Democracy was Joan Didion’s fourth novel. I began reading her third novel, A Book of Common Prayer, a few days ago, but it didn’t grab me, partly because the writing didn’t sound like Joan Didion. The writing in Democracy, published seven years later (in 1984), does.

The central character is Inez Christian Victor. She is from a prominent Hawaii family and married to a prominent mainland politician. The story Didion tells does not go in a straight line. Instead, she jumps around in time and space. The events she describes tend to involve Inez’s relationship through the years with Jack Lovett, a kind of “international man of mystery”. Lovett is apparently connected to the CIA. Events in the novel take place in New York City, Honolulu, Jakarta, Hong Kong, Kuala Lumpur and, during the war, in Viet Nam.

Didion suggests at one point that we call her “the author”. This “author” supposedly began writing a different novel. She eventually focused on Inez, possibly because Inez is frequently in the public eye, written about and photographed as if she were Jacqueline Kennedy (except that Inez’s husband lost his race for the presidency). I can’t say we get a very clear understanding of Mrs. Victor. She sort of drifts through the novel, reacting to other people. Jack Lovett, the apparent CIA man, and a few other characters have more personality.

One way to look at Inez is to compare her point of view to Didion’s. I’ve sometimes wondered what point Didion is trying to make, especially in her essays. But recently I came upon an article about her written by Daniel Kaufman, a philosophy professor. He offers an answer:

It’s difficult to say, specifically, what I find so compelling about Didion’s work.  With most of the writers whom I admire, there are particular elements to which I can point — Hunter S. Thompson’s fierce independence; Kingsley Amis’s deliciously malevolent sense of humor; George Orwell’s unaffected, unpretentious humanity – but with Didion, the elements that make her work resonate so strongly with me are harder to pinpoint, because so much of it is characterized by ambivalence, sometimes studied, at other times bemused.  Ultimately, it is an ambivalence about whether we should view our lives and the things that happen to us and that we do as having a certain kind of significance; as playing into some meaningful, hopeful, and ultimately vindicating story.  It is Didion’s view that we feel a strong need to believe this – the opening line of The White Album reads, “We tell ourselves stories in order to live” — but she is doubtful whether any of these stories are true or even if it is good for us to believe them.
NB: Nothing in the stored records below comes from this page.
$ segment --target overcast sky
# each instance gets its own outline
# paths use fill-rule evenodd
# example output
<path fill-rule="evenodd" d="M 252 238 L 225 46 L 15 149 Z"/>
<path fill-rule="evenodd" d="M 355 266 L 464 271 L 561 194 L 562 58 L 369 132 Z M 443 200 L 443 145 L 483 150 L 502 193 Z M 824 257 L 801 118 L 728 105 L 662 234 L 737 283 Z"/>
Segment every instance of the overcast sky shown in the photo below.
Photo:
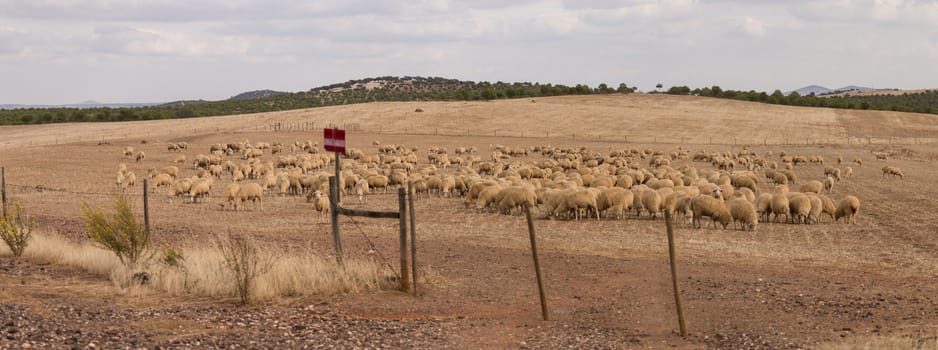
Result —
<path fill-rule="evenodd" d="M 938 87 L 938 1 L 0 0 L 0 104 L 382 75 L 641 90 Z"/>

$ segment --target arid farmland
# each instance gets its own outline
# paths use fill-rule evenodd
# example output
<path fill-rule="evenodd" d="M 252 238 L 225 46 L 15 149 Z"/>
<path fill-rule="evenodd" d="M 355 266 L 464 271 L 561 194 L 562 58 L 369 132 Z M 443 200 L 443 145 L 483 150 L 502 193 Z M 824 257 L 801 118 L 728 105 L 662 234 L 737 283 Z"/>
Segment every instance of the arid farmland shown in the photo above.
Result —
<path fill-rule="evenodd" d="M 551 312 L 551 319 L 542 321 L 524 216 L 478 210 L 475 202 L 467 208 L 465 197 L 430 194 L 416 202 L 422 275 L 417 297 L 383 286 L 267 296 L 238 306 L 234 295 L 129 288 L 100 271 L 13 258 L 0 245 L 0 348 L 94 343 L 104 348 L 848 349 L 886 342 L 900 348 L 938 347 L 938 188 L 929 180 L 938 174 L 938 123 L 930 115 L 643 94 L 373 103 L 229 117 L 2 127 L 0 162 L 8 197 L 36 218 L 39 234 L 90 244 L 82 204 L 109 205 L 118 164 L 136 174 L 137 185 L 128 193 L 139 201 L 136 194 L 151 168 L 176 165 L 180 178 L 195 176 L 192 161 L 198 154 L 210 154 L 215 144 L 245 141 L 284 145 L 280 154 L 265 149 L 259 158 L 261 164 L 276 165 L 278 157 L 309 154 L 295 146 L 307 140 L 318 142 L 322 153 L 321 129 L 330 124 L 350 126 L 348 146 L 374 156 L 376 163 L 383 159 L 379 147 L 416 148 L 412 176 L 430 165 L 431 148 L 445 148 L 451 158 L 478 157 L 468 166 L 472 171 L 483 162 L 498 164 L 502 178 L 557 159 L 552 154 L 558 152 L 545 149 L 600 154 L 604 160 L 620 152 L 627 156 L 619 168 L 628 170 L 629 158 L 650 174 L 656 169 L 649 161 L 660 151 L 670 168 L 693 167 L 704 180 L 705 174 L 719 179 L 720 173 L 710 161 L 695 161 L 696 154 L 736 159 L 725 175 L 747 170 L 738 158 L 762 159 L 766 166 L 776 163 L 783 169 L 782 153 L 820 156 L 823 164 L 793 166 L 798 181 L 789 184 L 790 190 L 825 180 L 825 167 L 849 166 L 852 176 L 824 195 L 835 204 L 856 196 L 861 205 L 854 224 L 835 223 L 827 215 L 810 225 L 785 223 L 783 216 L 778 223 L 760 222 L 755 231 L 732 224 L 726 230 L 708 227 L 706 219 L 700 229 L 675 223 L 690 331 L 686 338 L 677 331 L 660 216 L 652 220 L 633 210 L 620 220 L 610 215 L 574 220 L 548 217 L 549 210 L 541 206 L 535 226 Z M 179 142 L 188 149 L 167 149 Z M 144 151 L 146 158 L 125 157 L 127 146 Z M 496 146 L 528 152 L 493 162 Z M 476 152 L 456 155 L 460 147 Z M 187 160 L 174 164 L 181 154 Z M 887 159 L 877 160 L 877 154 Z M 248 162 L 241 153 L 221 157 L 238 165 Z M 571 180 L 572 173 L 586 176 L 578 170 L 590 168 L 582 160 L 577 167 L 552 171 L 570 173 Z M 364 162 L 346 164 L 357 163 Z M 904 176 L 883 176 L 886 165 L 900 168 Z M 592 168 L 599 173 L 600 165 Z M 318 171 L 332 168 L 323 165 L 311 173 Z M 437 165 L 436 171 L 441 177 L 466 174 L 459 166 Z M 776 184 L 765 178 L 764 168 L 754 166 L 753 174 L 755 195 L 771 193 Z M 545 179 L 522 181 L 535 180 Z M 166 188 L 151 192 L 156 240 L 185 254 L 233 232 L 273 251 L 331 261 L 331 226 L 319 223 L 305 196 L 275 190 L 264 196 L 263 209 L 248 204 L 244 210 L 224 210 L 219 204 L 231 182 L 227 173 L 218 177 L 200 203 L 170 198 Z M 580 177 L 578 185 L 583 182 Z M 372 191 L 364 204 L 349 194 L 343 204 L 394 209 L 393 192 Z M 381 275 L 394 274 L 395 222 L 340 217 L 340 223 L 350 258 L 372 262 Z"/>

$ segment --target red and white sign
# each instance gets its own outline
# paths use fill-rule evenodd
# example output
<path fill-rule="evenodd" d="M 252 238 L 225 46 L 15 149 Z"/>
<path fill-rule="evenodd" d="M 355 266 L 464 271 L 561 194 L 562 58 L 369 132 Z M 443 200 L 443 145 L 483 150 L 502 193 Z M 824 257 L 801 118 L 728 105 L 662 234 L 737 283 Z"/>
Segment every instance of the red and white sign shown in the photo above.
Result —
<path fill-rule="evenodd" d="M 326 151 L 345 153 L 345 130 L 342 129 L 322 129 L 323 146 Z"/>

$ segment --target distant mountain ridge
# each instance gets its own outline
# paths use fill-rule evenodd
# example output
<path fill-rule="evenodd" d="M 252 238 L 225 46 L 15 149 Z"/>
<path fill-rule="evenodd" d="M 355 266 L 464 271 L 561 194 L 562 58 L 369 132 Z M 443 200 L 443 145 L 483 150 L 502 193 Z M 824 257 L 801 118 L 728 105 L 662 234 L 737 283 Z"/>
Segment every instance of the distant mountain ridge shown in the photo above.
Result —
<path fill-rule="evenodd" d="M 250 100 L 255 98 L 268 98 L 271 96 L 277 96 L 282 94 L 288 94 L 289 92 L 284 91 L 274 91 L 274 90 L 254 90 L 242 92 L 240 94 L 231 96 L 229 100 Z"/>
<path fill-rule="evenodd" d="M 63 105 L 30 105 L 30 104 L 0 104 L 0 109 L 30 109 L 30 108 L 134 108 L 161 105 L 163 102 L 142 102 L 142 103 L 105 103 L 97 101 L 84 101 L 79 103 L 70 103 Z"/>
<path fill-rule="evenodd" d="M 874 89 L 870 87 L 857 86 L 857 85 L 847 85 L 839 89 L 830 89 L 830 88 L 826 88 L 820 85 L 808 85 L 800 89 L 795 89 L 792 91 L 785 92 L 785 95 L 787 96 L 787 95 L 791 95 L 792 92 L 797 92 L 801 96 L 807 96 L 807 95 L 812 95 L 812 94 L 815 96 L 820 96 L 820 95 L 827 95 L 827 94 L 838 94 L 838 93 L 847 92 L 847 91 L 870 91 L 870 90 L 874 90 Z"/>

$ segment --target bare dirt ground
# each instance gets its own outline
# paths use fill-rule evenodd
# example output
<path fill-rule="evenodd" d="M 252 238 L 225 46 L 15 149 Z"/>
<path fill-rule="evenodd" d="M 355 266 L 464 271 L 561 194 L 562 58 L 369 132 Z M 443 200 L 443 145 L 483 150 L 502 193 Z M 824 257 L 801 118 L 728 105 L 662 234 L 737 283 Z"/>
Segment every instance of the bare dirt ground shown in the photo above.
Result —
<path fill-rule="evenodd" d="M 416 113 L 415 108 L 425 112 Z M 607 152 L 637 147 L 666 151 L 679 144 L 650 144 L 685 137 L 693 151 L 738 151 L 739 140 L 763 155 L 773 151 L 837 156 L 855 175 L 831 195 L 860 198 L 859 222 L 819 225 L 760 224 L 755 232 L 691 229 L 677 225 L 681 292 L 690 336 L 677 332 L 664 222 L 537 220 L 550 321 L 540 319 L 537 289 L 523 217 L 478 213 L 462 199 L 420 199 L 418 264 L 433 283 L 413 297 L 383 291 L 294 298 L 248 307 L 236 301 L 128 292 L 110 281 L 54 265 L 0 256 L 0 348 L 257 347 L 257 348 L 812 348 L 873 335 L 938 334 L 938 189 L 933 144 L 846 144 L 845 136 L 908 131 L 935 138 L 936 123 L 916 114 L 834 111 L 673 96 L 560 97 L 497 102 L 379 103 L 280 114 L 0 128 L 0 162 L 10 197 L 37 216 L 40 229 L 83 238 L 81 203 L 105 205 L 119 162 L 138 176 L 170 165 L 166 142 L 187 141 L 190 159 L 216 142 L 284 142 L 321 132 L 271 132 L 274 122 L 357 123 L 366 131 L 430 133 L 470 129 L 524 130 L 538 137 L 350 133 L 349 144 L 374 152 L 372 140 L 420 148 L 489 144 L 585 146 Z M 484 133 L 481 131 L 485 131 Z M 504 131 L 509 135 L 520 136 Z M 552 137 L 538 133 L 550 132 Z M 623 135 L 642 137 L 625 143 Z M 443 132 L 436 132 L 443 133 Z M 474 132 L 470 132 L 473 134 Z M 585 136 L 592 135 L 590 141 Z M 559 135 L 559 136 L 557 136 Z M 655 136 L 657 135 L 657 136 Z M 714 143 L 710 145 L 711 135 Z M 784 135 L 784 136 L 782 136 Z M 716 139 L 719 136 L 719 139 Z M 602 139 L 600 139 L 602 137 Z M 763 145 L 764 139 L 812 139 L 810 145 Z M 840 144 L 814 144 L 840 138 Z M 81 141 L 78 141 L 78 139 Z M 605 139 L 606 141 L 603 141 Z M 738 146 L 733 146 L 735 142 Z M 146 144 L 141 141 L 146 140 Z M 874 141 L 875 142 L 875 141 Z M 132 145 L 147 152 L 134 163 L 121 156 Z M 876 161 L 872 151 L 889 152 Z M 265 160 L 273 159 L 269 154 Z M 534 160 L 522 157 L 513 160 Z M 425 158 L 421 160 L 425 162 Z M 689 159 L 673 166 L 707 163 Z M 883 178 L 883 165 L 905 179 Z M 848 164 L 841 165 L 845 166 Z M 184 175 L 195 173 L 190 166 Z M 799 165 L 801 181 L 822 178 L 822 166 Z M 183 247 L 204 244 L 228 230 L 274 246 L 312 246 L 331 252 L 329 225 L 317 224 L 299 197 L 268 197 L 263 211 L 221 211 L 217 201 L 228 179 L 216 184 L 214 203 L 151 199 L 158 239 Z M 769 185 L 762 183 L 762 190 Z M 64 190 L 64 191 L 62 191 Z M 396 198 L 378 194 L 356 208 L 391 209 Z M 347 254 L 372 249 L 342 218 Z M 355 219 L 396 266 L 397 227 Z M 389 271 L 390 273 L 390 271 Z"/>

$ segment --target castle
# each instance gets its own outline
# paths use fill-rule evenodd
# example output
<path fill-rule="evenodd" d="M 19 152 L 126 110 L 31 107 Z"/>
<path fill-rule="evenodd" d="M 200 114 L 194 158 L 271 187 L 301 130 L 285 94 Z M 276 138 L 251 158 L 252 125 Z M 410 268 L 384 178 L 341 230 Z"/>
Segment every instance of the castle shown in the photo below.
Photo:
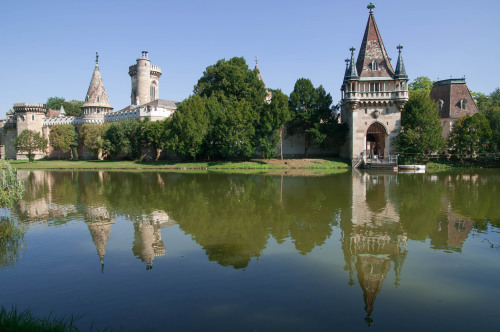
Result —
<path fill-rule="evenodd" d="M 341 86 L 340 119 L 348 127 L 348 137 L 343 146 L 331 146 L 327 150 L 318 147 L 309 149 L 311 156 L 340 155 L 352 160 L 353 166 L 361 163 L 377 165 L 380 160 L 394 162 L 392 139 L 401 128 L 401 111 L 409 99 L 408 75 L 403 63 L 403 46 L 397 47 L 399 54 L 395 69 L 391 65 L 382 37 L 373 15 L 375 6 L 370 3 L 368 22 L 357 56 L 351 47 L 350 59 L 346 59 L 345 74 Z M 159 99 L 161 68 L 152 65 L 148 52 L 143 51 L 135 65 L 129 67 L 132 81 L 130 105 L 113 112 L 99 71 L 99 58 L 79 117 L 66 116 L 64 110 L 47 110 L 45 104 L 16 103 L 7 112 L 7 119 L 0 121 L 0 158 L 26 159 L 13 145 L 14 139 L 24 130 L 31 129 L 48 138 L 50 128 L 56 124 L 72 124 L 77 129 L 84 123 L 105 123 L 121 120 L 150 119 L 158 121 L 170 117 L 178 102 Z M 255 68 L 258 70 L 256 61 Z M 262 75 L 258 74 L 263 81 Z M 268 91 L 266 101 L 272 93 Z M 458 117 L 476 113 L 472 96 L 464 79 L 436 82 L 431 97 L 439 107 L 443 135 L 448 136 Z M 83 152 L 83 157 L 90 157 Z M 286 137 L 283 154 L 287 157 L 302 157 L 303 135 Z M 45 154 L 39 152 L 36 158 Z"/>
<path fill-rule="evenodd" d="M 48 139 L 50 128 L 57 124 L 72 124 L 79 128 L 84 123 L 105 123 L 122 120 L 163 120 L 170 117 L 179 102 L 159 99 L 161 68 L 152 65 L 148 52 L 143 51 L 137 63 L 129 67 L 132 80 L 131 104 L 113 112 L 106 88 L 99 71 L 99 55 L 96 53 L 94 72 L 90 80 L 81 116 L 66 116 L 64 109 L 48 110 L 42 103 L 15 103 L 7 112 L 7 119 L 0 121 L 0 157 L 2 159 L 27 159 L 14 146 L 15 138 L 25 129 L 41 133 Z M 45 153 L 39 151 L 36 159 Z M 84 157 L 86 155 L 84 154 Z"/>

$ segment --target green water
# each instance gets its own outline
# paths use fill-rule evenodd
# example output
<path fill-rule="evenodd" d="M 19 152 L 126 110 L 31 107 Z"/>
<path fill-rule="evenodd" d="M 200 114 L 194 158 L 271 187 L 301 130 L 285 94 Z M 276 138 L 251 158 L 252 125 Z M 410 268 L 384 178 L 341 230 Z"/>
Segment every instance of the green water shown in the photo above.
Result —
<path fill-rule="evenodd" d="M 498 170 L 19 174 L 26 234 L 0 259 L 0 305 L 84 329 L 500 323 Z"/>

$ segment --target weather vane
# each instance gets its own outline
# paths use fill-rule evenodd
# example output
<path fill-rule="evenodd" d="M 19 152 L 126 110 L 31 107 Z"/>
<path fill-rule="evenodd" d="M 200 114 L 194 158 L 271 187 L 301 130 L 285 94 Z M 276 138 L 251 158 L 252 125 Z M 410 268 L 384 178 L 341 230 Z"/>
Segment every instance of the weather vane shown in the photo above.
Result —
<path fill-rule="evenodd" d="M 95 64 L 96 66 L 99 64 L 99 53 L 95 52 Z"/>
<path fill-rule="evenodd" d="M 375 5 L 373 4 L 373 2 L 370 2 L 370 4 L 366 6 L 366 8 L 370 10 L 370 14 L 373 14 L 373 8 L 375 8 Z"/>
<path fill-rule="evenodd" d="M 354 51 L 356 51 L 356 48 L 353 46 L 349 49 L 349 51 L 351 51 L 351 55 L 354 55 Z"/>
<path fill-rule="evenodd" d="M 399 53 L 401 53 L 401 50 L 403 49 L 403 45 L 399 44 L 396 48 L 398 49 Z"/>
<path fill-rule="evenodd" d="M 255 56 L 255 64 L 259 64 L 259 57 L 258 56 Z"/>

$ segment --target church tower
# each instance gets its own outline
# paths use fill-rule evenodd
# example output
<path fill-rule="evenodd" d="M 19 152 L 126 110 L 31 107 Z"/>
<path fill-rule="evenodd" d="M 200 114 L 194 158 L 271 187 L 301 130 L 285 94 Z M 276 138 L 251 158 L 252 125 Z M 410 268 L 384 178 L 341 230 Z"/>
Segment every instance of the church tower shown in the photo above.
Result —
<path fill-rule="evenodd" d="M 82 117 L 85 122 L 102 123 L 104 122 L 104 115 L 112 110 L 113 107 L 109 104 L 106 88 L 99 71 L 99 54 L 96 52 L 94 73 L 82 106 Z"/>
<path fill-rule="evenodd" d="M 408 76 L 399 45 L 396 70 L 385 50 L 382 37 L 370 10 L 357 61 L 354 47 L 346 59 L 342 83 L 341 121 L 349 126 L 342 148 L 345 158 L 386 159 L 393 153 L 391 140 L 401 127 L 401 110 L 408 101 Z M 353 164 L 354 165 L 354 164 Z"/>
<path fill-rule="evenodd" d="M 151 64 L 147 51 L 142 51 L 142 57 L 129 67 L 128 74 L 132 79 L 131 105 L 143 105 L 158 99 L 161 68 Z"/>

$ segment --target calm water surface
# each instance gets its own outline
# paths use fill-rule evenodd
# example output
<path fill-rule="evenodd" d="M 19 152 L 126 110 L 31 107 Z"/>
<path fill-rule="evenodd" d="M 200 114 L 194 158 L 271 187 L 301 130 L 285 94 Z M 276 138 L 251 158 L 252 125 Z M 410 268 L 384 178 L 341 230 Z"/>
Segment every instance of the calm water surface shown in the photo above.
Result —
<path fill-rule="evenodd" d="M 500 324 L 498 170 L 20 176 L 0 305 L 158 331 Z"/>

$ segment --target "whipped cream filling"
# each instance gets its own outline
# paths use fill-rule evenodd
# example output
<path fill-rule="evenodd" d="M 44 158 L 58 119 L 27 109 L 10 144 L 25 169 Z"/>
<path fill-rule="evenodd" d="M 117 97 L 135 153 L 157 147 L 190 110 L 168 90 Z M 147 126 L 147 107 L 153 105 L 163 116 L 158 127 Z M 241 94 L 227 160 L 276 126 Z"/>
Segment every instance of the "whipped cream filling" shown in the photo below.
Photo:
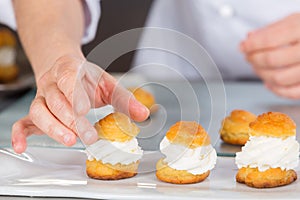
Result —
<path fill-rule="evenodd" d="M 142 158 L 143 150 L 138 145 L 136 138 L 126 142 L 111 142 L 98 140 L 86 148 L 88 160 L 101 160 L 104 164 L 115 165 L 117 163 L 128 165 Z"/>
<path fill-rule="evenodd" d="M 16 50 L 14 47 L 5 46 L 0 48 L 0 65 L 1 67 L 15 64 Z"/>
<path fill-rule="evenodd" d="M 179 144 L 172 144 L 164 137 L 160 143 L 160 151 L 166 156 L 164 162 L 176 170 L 186 170 L 198 175 L 214 168 L 217 153 L 211 145 L 188 148 Z"/>
<path fill-rule="evenodd" d="M 299 143 L 295 136 L 286 139 L 251 136 L 242 151 L 236 153 L 235 163 L 238 168 L 258 168 L 259 171 L 278 167 L 294 169 L 299 163 Z"/>

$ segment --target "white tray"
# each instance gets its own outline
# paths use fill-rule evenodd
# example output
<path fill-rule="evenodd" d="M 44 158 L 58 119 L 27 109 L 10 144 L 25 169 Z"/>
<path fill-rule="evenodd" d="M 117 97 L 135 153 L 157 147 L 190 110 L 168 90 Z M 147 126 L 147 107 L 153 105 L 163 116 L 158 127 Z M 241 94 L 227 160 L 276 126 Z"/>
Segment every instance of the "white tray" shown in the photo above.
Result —
<path fill-rule="evenodd" d="M 0 154 L 0 195 L 98 199 L 299 199 L 300 196 L 299 181 L 273 189 L 254 189 L 236 183 L 237 168 L 234 159 L 228 157 L 218 157 L 215 169 L 204 182 L 174 185 L 156 179 L 153 168 L 161 156 L 157 152 L 146 152 L 140 165 L 142 173 L 118 181 L 88 178 L 86 156 L 80 150 L 31 147 L 27 152 L 34 158 L 33 163 Z"/>

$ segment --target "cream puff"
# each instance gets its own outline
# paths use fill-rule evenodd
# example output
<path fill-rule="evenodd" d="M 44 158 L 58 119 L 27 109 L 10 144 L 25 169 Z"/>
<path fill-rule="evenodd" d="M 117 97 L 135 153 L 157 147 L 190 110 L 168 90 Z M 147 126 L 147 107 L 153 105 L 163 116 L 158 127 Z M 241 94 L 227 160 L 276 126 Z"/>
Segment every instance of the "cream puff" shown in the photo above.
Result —
<path fill-rule="evenodd" d="M 143 155 L 135 136 L 139 128 L 122 113 L 111 113 L 95 124 L 99 140 L 86 149 L 87 175 L 94 179 L 118 180 L 137 174 Z"/>
<path fill-rule="evenodd" d="M 150 92 L 143 88 L 128 88 L 128 90 L 134 95 L 136 100 L 146 106 L 151 113 L 157 111 L 157 106 L 155 105 L 155 97 Z"/>
<path fill-rule="evenodd" d="M 14 81 L 19 74 L 16 65 L 16 38 L 6 28 L 0 29 L 0 83 Z"/>
<path fill-rule="evenodd" d="M 180 121 L 173 125 L 160 143 L 165 158 L 156 164 L 159 180 L 188 184 L 208 177 L 217 160 L 209 135 L 196 122 Z"/>
<path fill-rule="evenodd" d="M 268 112 L 250 123 L 250 138 L 236 154 L 236 181 L 255 188 L 272 188 L 297 179 L 299 163 L 296 125 L 286 114 Z"/>
<path fill-rule="evenodd" d="M 233 110 L 227 116 L 220 129 L 221 139 L 228 144 L 244 145 L 249 139 L 249 123 L 256 115 L 245 110 Z"/>

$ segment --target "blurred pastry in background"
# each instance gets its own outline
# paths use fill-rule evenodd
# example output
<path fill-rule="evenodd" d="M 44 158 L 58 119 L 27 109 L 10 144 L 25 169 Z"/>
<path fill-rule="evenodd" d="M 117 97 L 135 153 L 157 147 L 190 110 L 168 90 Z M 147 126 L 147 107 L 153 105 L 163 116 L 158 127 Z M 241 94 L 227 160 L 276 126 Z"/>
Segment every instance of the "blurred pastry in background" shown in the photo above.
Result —
<path fill-rule="evenodd" d="M 138 100 L 141 104 L 146 106 L 150 113 L 154 113 L 157 111 L 158 107 L 155 104 L 155 97 L 147 90 L 143 88 L 128 88 L 130 92 L 134 95 L 136 100 Z"/>
<path fill-rule="evenodd" d="M 221 139 L 228 144 L 245 145 L 249 139 L 249 123 L 256 119 L 256 115 L 246 110 L 233 110 L 222 121 L 220 129 Z"/>
<path fill-rule="evenodd" d="M 16 38 L 7 28 L 0 28 L 0 83 L 12 82 L 18 74 Z"/>
<path fill-rule="evenodd" d="M 236 154 L 236 181 L 255 188 L 288 185 L 297 179 L 296 124 L 286 114 L 268 112 L 250 123 L 250 138 Z"/>
<path fill-rule="evenodd" d="M 135 136 L 139 128 L 122 113 L 111 113 L 95 124 L 99 140 L 86 149 L 87 175 L 94 179 L 118 180 L 137 174 L 143 150 Z"/>
<path fill-rule="evenodd" d="M 157 162 L 156 176 L 168 183 L 201 182 L 217 161 L 209 135 L 197 122 L 180 121 L 173 125 L 161 141 L 160 151 L 166 157 Z"/>

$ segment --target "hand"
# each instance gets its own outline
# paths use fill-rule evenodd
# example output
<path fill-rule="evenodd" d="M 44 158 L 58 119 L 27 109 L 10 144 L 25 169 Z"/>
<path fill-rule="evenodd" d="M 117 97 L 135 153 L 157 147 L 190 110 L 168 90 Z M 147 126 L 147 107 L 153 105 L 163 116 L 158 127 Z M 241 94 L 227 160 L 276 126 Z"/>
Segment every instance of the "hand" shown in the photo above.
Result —
<path fill-rule="evenodd" d="M 146 107 L 100 67 L 63 56 L 37 80 L 29 114 L 13 125 L 13 148 L 22 153 L 28 136 L 44 133 L 66 146 L 74 145 L 77 136 L 91 144 L 98 136 L 85 115 L 90 108 L 107 104 L 136 121 L 149 115 Z"/>
<path fill-rule="evenodd" d="M 300 98 L 300 13 L 249 33 L 240 49 L 267 88 Z"/>

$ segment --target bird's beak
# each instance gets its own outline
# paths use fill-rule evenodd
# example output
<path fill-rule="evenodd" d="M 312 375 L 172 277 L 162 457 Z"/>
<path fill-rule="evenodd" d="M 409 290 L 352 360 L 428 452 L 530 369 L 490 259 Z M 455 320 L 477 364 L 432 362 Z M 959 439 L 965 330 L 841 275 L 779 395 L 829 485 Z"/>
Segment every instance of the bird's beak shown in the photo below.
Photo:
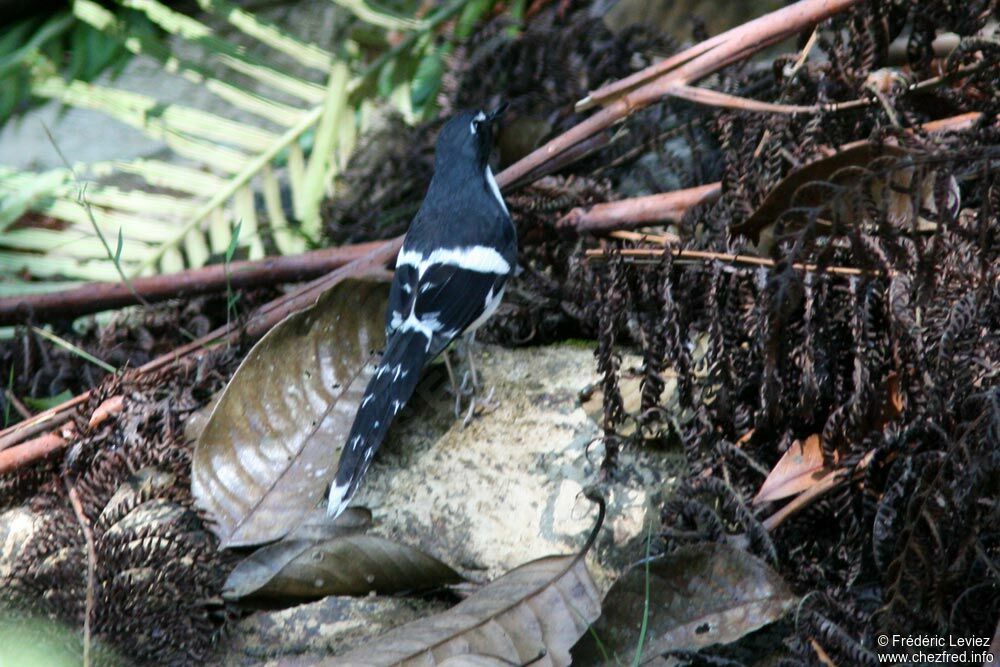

That doesn’t describe her prose, but it helps me understand what she’s often doing. As for her prose, Democracy contains passages like this:

We were sitting in a swamp forest on the edge of Asia in a city that had barely existed a century before and existed now only as the flotsam of some territorial imperative and a woman who had once thought of living in the White House was flicking termites from her teacup and telling me about landing on a series of coral atolls in a seven-passenger plane with a man in a body bag.

An American in a body bag.

An American who, it was being said, had been doing business in situations where there were not supposed to be any Americans.

What did I think about this.

Finally I shrugged.

Inez watched me a moment longer, then shrugged herself.

“Anyway we were together”, she said. “We were together all our lives. If you count thinking about it.”

I wouldn’t read Democracy for the story. There hardly is one. But I enjoyed it anyway.